Why do you need to use the chain rule in differentiation of ln?

It can be a bit strange to say that you need to use a specific formula or rule. I think it is more a question of you can use the formula.

So when can you use the chain rule? You can use the chain rule when you take the derivative of a composition of two functions. If $F(x) = f(g(x))$, then $F'(x) = f'(g(x))g'(x)$.

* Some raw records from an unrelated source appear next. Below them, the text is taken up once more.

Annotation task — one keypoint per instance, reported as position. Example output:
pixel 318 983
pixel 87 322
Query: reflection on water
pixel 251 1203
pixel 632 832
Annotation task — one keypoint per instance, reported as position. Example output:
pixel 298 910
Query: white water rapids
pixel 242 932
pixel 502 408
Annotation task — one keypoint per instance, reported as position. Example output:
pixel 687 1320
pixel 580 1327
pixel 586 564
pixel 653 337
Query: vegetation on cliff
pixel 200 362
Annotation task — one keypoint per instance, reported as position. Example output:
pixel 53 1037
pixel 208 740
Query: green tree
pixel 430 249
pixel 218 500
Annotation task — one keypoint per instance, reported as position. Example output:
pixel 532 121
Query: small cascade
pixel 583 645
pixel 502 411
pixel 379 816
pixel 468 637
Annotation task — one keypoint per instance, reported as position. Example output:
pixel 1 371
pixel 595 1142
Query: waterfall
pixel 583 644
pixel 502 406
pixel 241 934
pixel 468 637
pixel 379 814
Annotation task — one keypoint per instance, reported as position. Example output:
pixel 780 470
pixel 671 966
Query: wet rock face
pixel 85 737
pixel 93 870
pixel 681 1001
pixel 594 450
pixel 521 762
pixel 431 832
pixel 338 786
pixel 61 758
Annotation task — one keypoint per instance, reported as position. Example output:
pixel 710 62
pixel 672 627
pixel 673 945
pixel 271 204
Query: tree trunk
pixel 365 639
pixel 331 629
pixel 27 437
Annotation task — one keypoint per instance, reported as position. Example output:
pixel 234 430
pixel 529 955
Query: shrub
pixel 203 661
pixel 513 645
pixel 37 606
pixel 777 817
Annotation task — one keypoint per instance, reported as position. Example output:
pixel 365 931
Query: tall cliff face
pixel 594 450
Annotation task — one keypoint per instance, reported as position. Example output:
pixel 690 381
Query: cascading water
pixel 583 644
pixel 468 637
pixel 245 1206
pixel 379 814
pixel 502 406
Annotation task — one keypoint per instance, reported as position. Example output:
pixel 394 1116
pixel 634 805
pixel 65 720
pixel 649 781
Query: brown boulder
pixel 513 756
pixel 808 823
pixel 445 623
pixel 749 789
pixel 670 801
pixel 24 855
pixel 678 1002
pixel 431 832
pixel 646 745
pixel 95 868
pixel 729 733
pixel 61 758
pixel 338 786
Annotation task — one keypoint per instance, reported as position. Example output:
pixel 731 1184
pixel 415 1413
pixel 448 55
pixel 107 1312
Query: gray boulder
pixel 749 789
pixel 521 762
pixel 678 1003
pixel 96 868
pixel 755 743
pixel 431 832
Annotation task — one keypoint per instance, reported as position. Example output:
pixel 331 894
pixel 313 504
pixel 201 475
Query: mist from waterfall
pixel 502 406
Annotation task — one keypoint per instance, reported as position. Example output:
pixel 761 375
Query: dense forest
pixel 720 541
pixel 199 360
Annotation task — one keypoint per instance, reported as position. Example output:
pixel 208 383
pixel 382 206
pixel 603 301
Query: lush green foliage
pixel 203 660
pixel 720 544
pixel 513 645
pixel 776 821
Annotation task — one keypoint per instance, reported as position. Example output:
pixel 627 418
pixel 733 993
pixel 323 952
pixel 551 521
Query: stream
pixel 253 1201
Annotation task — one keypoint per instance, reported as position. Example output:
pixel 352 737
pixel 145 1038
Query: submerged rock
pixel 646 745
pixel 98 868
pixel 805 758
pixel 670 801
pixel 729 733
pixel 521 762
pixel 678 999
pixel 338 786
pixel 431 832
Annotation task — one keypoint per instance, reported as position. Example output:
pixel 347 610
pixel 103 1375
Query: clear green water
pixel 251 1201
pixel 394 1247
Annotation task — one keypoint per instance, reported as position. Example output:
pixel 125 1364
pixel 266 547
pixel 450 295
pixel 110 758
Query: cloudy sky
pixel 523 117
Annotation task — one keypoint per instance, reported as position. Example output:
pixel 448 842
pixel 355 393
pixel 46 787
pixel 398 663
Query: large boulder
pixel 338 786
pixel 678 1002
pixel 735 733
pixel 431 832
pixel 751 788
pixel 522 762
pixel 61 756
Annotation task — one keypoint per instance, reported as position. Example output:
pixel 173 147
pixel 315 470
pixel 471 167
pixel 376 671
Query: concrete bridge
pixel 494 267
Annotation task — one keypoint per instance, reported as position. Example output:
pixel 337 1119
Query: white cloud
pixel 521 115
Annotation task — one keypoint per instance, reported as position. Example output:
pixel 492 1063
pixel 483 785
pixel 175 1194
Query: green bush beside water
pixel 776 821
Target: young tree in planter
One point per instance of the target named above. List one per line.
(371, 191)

And if $F(x) = \ln(2x -1)$, then $F(x) = f(g(x))$ where $f(x) = \ln(x)$ and $g(x) = 2x-1$. And since $f'(x) = \frac{1}{x}$ and $g'(x) = 2$ you get $$ F'(x) = f'(g(x))g'(x) = \frac{1}{g(x)}g'(x) = \frac{1}{2x-1}2. $$


The theorem you are trying to use says

The derivative of $\ln x$ with respect to $x$ is $\frac{1}{x}$

So what about taking the derivative of $\ln(2x+1)$? Well, $\ln(2x+1)$ is not $\ln x$, so the theorem doesn't tell us anything about the derivative of $\ln(2x+1)$ with respect to $x$.

We invoke the chain rule so that we can rewrite the problem in a way involves finding the derivative of $\ln x$ along with some other stuff we know how to do.

Incidentally, some texts never write theorems like the one above, and always prefer to write theorems like

The derivative of $\ln f(x)$ with respect to $x$ is $f'(x) / f(x)$.


You need to use chain rule because it is a composition of functions: $f(x) = \ln(x)$ and $g(x) = 2x-1$, so we see $\ln(2x-1)$ as $f(g(x))$.